We employed a modification of our previously reported cerium-based cytochemical method for ouabain-sensitive, K-dependent p-nitrophenylphosphatase (Na-K ATPase) activity to detect ouabain-insensitive, K-stimulated p-nitrophenylphosphatase (K-pNPPase) activity in rat gastric glands. Biochemically, the enzyme activity of gastric glands incubated in a medium containing 50 mM Tricine buffer (pH 7.5), 50 mM KCl, 10 mM MgCl2, 2 mM CeCl3, 2 mM p-nitrophenylphosphate (pNPP), 2.5 mM levamisole, 10 mM ouabain, and 0.00015% Triton X-100, was optimal at pH 7.5-8.0 and decreased above pH 8.5. The amount of p-nitrophenol after incubation increased linearly in proportion to the amount of tissue in the medium. The enzyme activity was inhibited by omeprazole, sodium flouride (NaF), N-ethylmaleimide (NEM), and dicyclohexylcarbodiimide (DCCD). Heat-treated specimens had no enzyme activity. The enzyme activity increased with addition of K ions up to the concentration of 50 mM, and became constant above 50 mM. Cytochemically, the parietal cells of the gastric glands reacted positively for ouabain-insensitive K-pNPPase activity.
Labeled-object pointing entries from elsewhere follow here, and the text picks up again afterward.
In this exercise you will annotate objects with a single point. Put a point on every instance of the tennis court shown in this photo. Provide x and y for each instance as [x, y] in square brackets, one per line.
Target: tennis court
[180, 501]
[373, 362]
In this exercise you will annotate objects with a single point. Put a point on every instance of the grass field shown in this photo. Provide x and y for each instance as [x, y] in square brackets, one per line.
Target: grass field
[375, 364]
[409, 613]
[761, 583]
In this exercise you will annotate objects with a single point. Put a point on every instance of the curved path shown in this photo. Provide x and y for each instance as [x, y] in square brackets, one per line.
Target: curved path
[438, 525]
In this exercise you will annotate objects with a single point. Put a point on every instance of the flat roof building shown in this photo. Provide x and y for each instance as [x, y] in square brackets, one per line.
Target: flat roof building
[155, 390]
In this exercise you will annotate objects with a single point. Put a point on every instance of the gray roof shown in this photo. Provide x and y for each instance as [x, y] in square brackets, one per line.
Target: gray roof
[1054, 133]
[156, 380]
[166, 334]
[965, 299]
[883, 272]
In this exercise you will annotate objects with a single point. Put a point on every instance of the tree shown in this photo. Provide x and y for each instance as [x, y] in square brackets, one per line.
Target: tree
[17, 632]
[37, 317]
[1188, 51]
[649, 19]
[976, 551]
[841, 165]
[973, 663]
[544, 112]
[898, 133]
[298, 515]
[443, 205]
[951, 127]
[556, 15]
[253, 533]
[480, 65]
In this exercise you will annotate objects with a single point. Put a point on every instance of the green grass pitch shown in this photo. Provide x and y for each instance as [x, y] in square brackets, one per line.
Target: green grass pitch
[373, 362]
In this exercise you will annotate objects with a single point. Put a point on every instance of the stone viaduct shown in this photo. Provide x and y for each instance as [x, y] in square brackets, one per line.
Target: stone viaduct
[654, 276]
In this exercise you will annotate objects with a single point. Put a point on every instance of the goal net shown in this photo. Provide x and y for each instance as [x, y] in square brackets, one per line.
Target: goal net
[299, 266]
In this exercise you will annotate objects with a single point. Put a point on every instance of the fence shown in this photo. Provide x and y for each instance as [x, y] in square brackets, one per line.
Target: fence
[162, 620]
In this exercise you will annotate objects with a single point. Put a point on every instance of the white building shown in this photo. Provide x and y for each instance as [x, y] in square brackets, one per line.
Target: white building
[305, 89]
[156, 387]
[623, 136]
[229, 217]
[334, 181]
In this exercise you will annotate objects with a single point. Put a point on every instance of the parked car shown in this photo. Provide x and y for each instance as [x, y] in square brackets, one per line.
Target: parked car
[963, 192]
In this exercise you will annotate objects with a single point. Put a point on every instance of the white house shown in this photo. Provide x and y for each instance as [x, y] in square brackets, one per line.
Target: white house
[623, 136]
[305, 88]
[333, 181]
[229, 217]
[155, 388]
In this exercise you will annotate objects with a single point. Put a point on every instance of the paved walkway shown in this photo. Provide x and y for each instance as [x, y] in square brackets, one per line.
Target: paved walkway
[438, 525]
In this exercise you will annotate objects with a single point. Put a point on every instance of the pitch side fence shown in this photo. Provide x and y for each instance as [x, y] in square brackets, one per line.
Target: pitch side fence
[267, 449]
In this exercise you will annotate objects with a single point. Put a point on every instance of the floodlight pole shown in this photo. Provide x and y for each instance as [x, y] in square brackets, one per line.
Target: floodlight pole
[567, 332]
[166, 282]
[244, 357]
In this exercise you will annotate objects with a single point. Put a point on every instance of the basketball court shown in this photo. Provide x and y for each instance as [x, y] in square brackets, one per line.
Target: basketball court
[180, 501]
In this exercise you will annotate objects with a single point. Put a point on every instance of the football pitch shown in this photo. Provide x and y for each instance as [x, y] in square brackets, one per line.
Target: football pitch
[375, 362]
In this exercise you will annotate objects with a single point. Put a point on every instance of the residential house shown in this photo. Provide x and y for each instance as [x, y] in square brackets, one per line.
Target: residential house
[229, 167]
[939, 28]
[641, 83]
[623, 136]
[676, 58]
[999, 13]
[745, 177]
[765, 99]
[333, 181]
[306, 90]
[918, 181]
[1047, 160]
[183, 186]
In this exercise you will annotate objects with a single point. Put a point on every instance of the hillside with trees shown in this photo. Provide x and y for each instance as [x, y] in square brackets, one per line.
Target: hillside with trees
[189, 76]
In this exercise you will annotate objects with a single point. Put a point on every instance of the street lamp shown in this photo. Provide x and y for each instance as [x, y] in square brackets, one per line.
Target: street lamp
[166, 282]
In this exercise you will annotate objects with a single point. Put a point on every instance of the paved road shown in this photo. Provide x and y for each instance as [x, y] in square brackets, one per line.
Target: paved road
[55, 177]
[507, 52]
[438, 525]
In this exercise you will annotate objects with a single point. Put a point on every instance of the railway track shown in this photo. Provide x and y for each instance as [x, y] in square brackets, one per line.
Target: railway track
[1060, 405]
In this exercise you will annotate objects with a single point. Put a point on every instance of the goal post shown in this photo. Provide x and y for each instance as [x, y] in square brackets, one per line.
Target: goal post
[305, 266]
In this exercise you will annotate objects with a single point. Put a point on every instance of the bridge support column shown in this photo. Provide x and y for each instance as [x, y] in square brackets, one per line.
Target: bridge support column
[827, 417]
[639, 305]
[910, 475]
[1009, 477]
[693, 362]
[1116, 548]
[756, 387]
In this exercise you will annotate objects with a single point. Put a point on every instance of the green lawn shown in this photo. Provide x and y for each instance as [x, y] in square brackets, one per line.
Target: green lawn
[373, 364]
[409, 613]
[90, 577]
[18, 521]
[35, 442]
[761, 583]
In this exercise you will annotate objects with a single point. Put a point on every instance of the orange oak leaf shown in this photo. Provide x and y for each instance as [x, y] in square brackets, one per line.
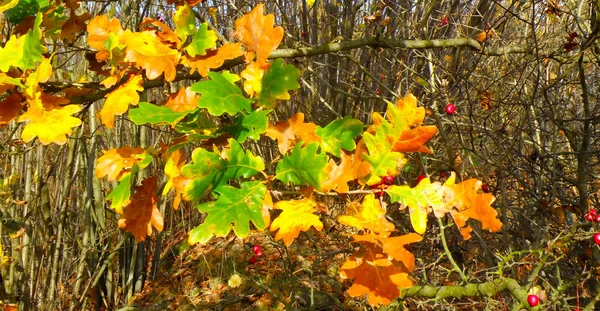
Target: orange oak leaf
[162, 31]
[463, 201]
[116, 161]
[257, 34]
[49, 119]
[10, 108]
[175, 162]
[367, 215]
[141, 213]
[183, 100]
[150, 53]
[375, 274]
[100, 29]
[297, 216]
[340, 175]
[404, 128]
[214, 58]
[74, 25]
[288, 133]
[118, 101]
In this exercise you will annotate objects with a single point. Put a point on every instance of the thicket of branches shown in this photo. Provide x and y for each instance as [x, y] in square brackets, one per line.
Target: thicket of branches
[522, 75]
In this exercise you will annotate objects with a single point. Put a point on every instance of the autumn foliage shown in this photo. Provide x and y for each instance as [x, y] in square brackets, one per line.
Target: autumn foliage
[221, 177]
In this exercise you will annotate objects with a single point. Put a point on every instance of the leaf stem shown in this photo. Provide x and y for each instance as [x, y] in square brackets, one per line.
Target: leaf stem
[447, 251]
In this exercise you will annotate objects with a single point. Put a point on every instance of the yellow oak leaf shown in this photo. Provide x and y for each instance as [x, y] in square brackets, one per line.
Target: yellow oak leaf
[116, 161]
[214, 58]
[257, 34]
[141, 213]
[183, 100]
[252, 76]
[369, 215]
[288, 133]
[48, 120]
[297, 216]
[175, 161]
[10, 108]
[117, 102]
[100, 29]
[150, 53]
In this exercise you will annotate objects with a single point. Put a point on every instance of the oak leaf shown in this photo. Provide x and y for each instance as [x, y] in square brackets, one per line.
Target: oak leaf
[340, 175]
[297, 216]
[404, 129]
[23, 52]
[257, 34]
[288, 133]
[100, 29]
[10, 108]
[212, 59]
[150, 53]
[74, 25]
[375, 275]
[49, 118]
[234, 209]
[118, 101]
[182, 101]
[141, 213]
[252, 76]
[118, 160]
[463, 201]
[368, 215]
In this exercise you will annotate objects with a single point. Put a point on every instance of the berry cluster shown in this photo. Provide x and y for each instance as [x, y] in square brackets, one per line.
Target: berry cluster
[257, 253]
[593, 216]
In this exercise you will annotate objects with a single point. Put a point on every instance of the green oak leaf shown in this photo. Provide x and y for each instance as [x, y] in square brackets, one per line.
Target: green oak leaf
[120, 195]
[277, 81]
[384, 161]
[340, 134]
[26, 8]
[304, 166]
[210, 170]
[185, 21]
[24, 52]
[417, 199]
[219, 95]
[206, 171]
[234, 209]
[203, 40]
[240, 163]
[194, 122]
[153, 114]
[251, 125]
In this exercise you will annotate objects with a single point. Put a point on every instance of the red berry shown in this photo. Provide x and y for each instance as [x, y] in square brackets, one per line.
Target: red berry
[387, 180]
[533, 300]
[589, 217]
[450, 109]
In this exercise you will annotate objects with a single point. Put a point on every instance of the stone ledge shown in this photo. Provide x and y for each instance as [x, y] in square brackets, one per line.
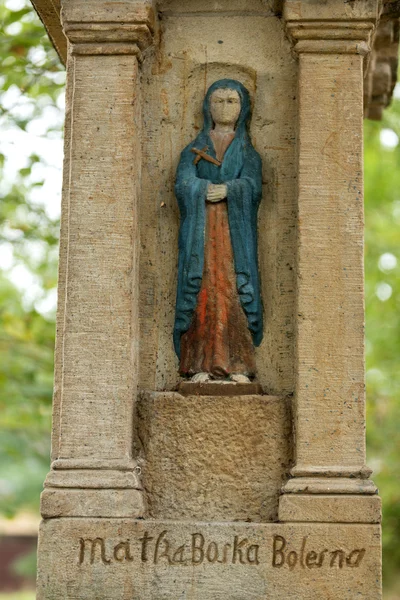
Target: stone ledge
[67, 502]
[329, 509]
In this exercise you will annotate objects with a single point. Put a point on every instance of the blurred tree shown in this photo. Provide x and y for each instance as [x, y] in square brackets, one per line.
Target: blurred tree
[31, 82]
[382, 297]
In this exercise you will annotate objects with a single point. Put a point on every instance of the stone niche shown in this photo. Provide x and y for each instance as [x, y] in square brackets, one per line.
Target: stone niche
[198, 44]
[154, 494]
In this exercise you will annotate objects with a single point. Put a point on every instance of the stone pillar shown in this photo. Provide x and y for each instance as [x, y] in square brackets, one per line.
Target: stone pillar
[332, 41]
[93, 471]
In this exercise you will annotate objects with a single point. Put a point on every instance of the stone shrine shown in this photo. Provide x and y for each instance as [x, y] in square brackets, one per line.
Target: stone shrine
[162, 489]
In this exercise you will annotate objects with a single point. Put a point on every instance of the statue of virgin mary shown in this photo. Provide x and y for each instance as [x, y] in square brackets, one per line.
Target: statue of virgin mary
[219, 317]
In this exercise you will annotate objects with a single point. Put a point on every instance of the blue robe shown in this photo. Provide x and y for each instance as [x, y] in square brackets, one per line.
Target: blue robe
[241, 171]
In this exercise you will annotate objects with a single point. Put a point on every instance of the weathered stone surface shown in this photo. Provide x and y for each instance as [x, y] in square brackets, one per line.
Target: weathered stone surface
[218, 458]
[66, 502]
[89, 559]
[199, 43]
[329, 508]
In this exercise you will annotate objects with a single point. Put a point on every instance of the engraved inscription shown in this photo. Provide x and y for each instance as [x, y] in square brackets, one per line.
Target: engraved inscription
[197, 549]
[310, 559]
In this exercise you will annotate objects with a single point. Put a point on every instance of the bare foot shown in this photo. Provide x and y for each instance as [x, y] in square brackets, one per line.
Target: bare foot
[239, 378]
[200, 378]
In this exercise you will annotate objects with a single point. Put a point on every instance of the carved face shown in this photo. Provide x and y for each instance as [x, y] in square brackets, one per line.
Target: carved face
[225, 107]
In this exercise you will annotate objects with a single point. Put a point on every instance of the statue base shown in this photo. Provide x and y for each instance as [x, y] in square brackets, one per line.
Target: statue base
[219, 388]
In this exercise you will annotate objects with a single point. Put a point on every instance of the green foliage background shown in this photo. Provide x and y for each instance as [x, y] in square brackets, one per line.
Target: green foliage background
[29, 63]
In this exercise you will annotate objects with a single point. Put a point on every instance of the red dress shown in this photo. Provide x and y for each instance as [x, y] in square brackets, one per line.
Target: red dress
[218, 340]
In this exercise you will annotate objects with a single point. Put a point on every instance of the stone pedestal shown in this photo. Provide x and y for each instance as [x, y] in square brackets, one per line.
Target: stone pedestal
[264, 493]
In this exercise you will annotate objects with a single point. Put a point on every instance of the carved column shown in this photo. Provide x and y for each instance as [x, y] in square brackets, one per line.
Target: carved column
[93, 471]
[331, 40]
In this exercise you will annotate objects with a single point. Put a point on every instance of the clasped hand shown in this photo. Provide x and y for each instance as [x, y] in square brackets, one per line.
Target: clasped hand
[216, 192]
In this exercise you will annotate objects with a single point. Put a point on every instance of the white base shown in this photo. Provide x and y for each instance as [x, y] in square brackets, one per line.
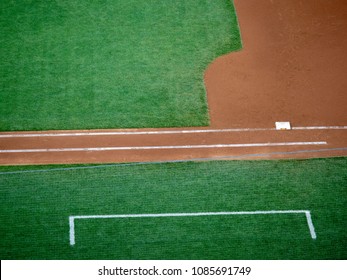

Intense reaction was observed at the microvilli of the luminal surface and the intracellular canaliculi. The tubulovesicular system showed weak enzyme activity. The reaction products were found as fine, granular, electron-dense deposits in the cytoplasm just beneath the plasma membrane. The ouabain-insensitive K-pNPPase activity detected in this study appears, therefore, to be associated with that of H-transporting, K-stimulated adenosine triphosphatase (H-K ATPase).